Zizo is a UK-based provider of analytics as a service. For those with long memories the company used to be called Data-Re, and it was originally founded back in 2002 before changing its name to Zizo in 2014. What's interesting about Zizo are a couple of things, the first of which is the database that it uses, which is the subject of this blog. A further discussion of what Zizo does will follow in a second blog.
Zizo uses a patented (in Europe and the United States) database known as a pattern database. As far as I know this is the only commercial implementation of a pattern database so I'd best describe how it works. Basically, suppose you want to insert a row of data into your database. What a pattern database does is to examine each field and, whenever it encounters a field that it does not currently have in its database - whether that is a company name, a town, an account value, an email address or whatever - then the database will create a "pattern" to represent that value. If it has seen that value before then the database creates a pointer to the existing pointer and increments a counter that records how many times that that pattern currently occurs within the database. With the possible exception of this last element, this is exactly the same way that tokenisation works, so if you are familiar with the use of tokens to support compression then, at a simple level, you can think of patterns as being equivalent to tokens. Of course, patterns do more than tokens so they are not really the same but you do get all the advantages of advanced compression. Zizo claims typical rates of 30 to 1 or as much as 100 to 1 for call detail records (CDRs).

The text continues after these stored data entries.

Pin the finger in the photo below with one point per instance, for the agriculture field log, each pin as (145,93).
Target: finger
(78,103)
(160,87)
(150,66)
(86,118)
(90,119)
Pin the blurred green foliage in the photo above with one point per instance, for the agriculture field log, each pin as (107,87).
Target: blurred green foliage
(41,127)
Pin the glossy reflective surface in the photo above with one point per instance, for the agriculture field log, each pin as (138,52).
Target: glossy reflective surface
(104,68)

There are actually several ways in which Zizo's approach differs from that of tokenisation. One (I'll come to another a little bit later) is that you do not need to reverse the tokenisation because Zizo transforms the query so that it runs against the pattern space. This makes a lot of sense: very much in line with taking the query to the data rather than vice versa.
Patterns may be compounded. Thus the row you have inserted consists of a series of patterns that, in effect, you can think of as being concatenated into a "root record". Perhaps more pertinently, queries equate to patterns. For example, "sales by region" would equate to the compound pattern consisting of the sales pattern and the region pattern. It's not hard to see that answering queries of this type - and more complex queries - can be handled very efficiently in a pattern database.

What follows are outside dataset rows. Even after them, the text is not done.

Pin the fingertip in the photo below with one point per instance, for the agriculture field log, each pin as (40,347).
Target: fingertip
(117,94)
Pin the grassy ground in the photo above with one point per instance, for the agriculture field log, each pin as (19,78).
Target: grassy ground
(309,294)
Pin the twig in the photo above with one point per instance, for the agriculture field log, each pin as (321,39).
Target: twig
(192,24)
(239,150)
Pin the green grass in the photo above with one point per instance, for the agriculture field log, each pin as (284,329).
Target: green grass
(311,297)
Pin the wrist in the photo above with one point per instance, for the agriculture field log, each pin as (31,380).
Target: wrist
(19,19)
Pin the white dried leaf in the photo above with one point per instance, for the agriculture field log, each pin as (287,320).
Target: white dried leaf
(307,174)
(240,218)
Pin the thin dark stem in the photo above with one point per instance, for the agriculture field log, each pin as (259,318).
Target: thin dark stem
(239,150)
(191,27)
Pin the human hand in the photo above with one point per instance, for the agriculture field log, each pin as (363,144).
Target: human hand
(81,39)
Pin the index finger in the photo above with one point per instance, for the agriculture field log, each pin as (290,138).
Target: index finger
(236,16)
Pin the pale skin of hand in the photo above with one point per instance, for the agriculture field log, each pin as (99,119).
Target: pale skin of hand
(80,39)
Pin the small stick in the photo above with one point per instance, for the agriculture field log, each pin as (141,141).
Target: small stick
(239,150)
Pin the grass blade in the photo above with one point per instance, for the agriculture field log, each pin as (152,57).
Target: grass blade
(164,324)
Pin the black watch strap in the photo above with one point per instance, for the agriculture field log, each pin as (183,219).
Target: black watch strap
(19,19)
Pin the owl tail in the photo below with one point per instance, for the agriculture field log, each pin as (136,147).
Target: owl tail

Zizo operates in-memory so there are considerations about total memory size. The fact that the database is pattern-based reduces storage requirements and the compression available does the same. Nevertheless, memory is expensive and you do not want to have to pay for excessive amounts of it so, to optimise memory usage Zizo constantly monitors the patterns that are held in memory. This monitoring not only does conventional things like monitoring how frequently a particular query is run but it also takes into account the complexity of queries and their resulting patterns, as well as how expensive it would be to rebuild that pattern if it was to be rolled out of memory. Thus the software optimises the use of the patterns in memory. This is a second way in which Zizo's pattern database differs from tokenisation in that Zizo is dynamic and adapts to the way that users access the database, while conventional tokenisation is static.
Anyway, enough about the database: this should have given you at least a flavour of how it works. However, I should add that while there is a proprietary environment provided by Zizo for accessing the database, the environment actually supports SQL so you can use your tool of choice for doing so, if you want to. Moreover, the query engine, while it works with patterns under the covers, will transform results in rows and columns so that the environment looks relational even if it is not.
In my next blog I will discuss Zizo's offering more generally but the database is the secret sauce behind the analytics that Zizo is providing, hence my starting with the database.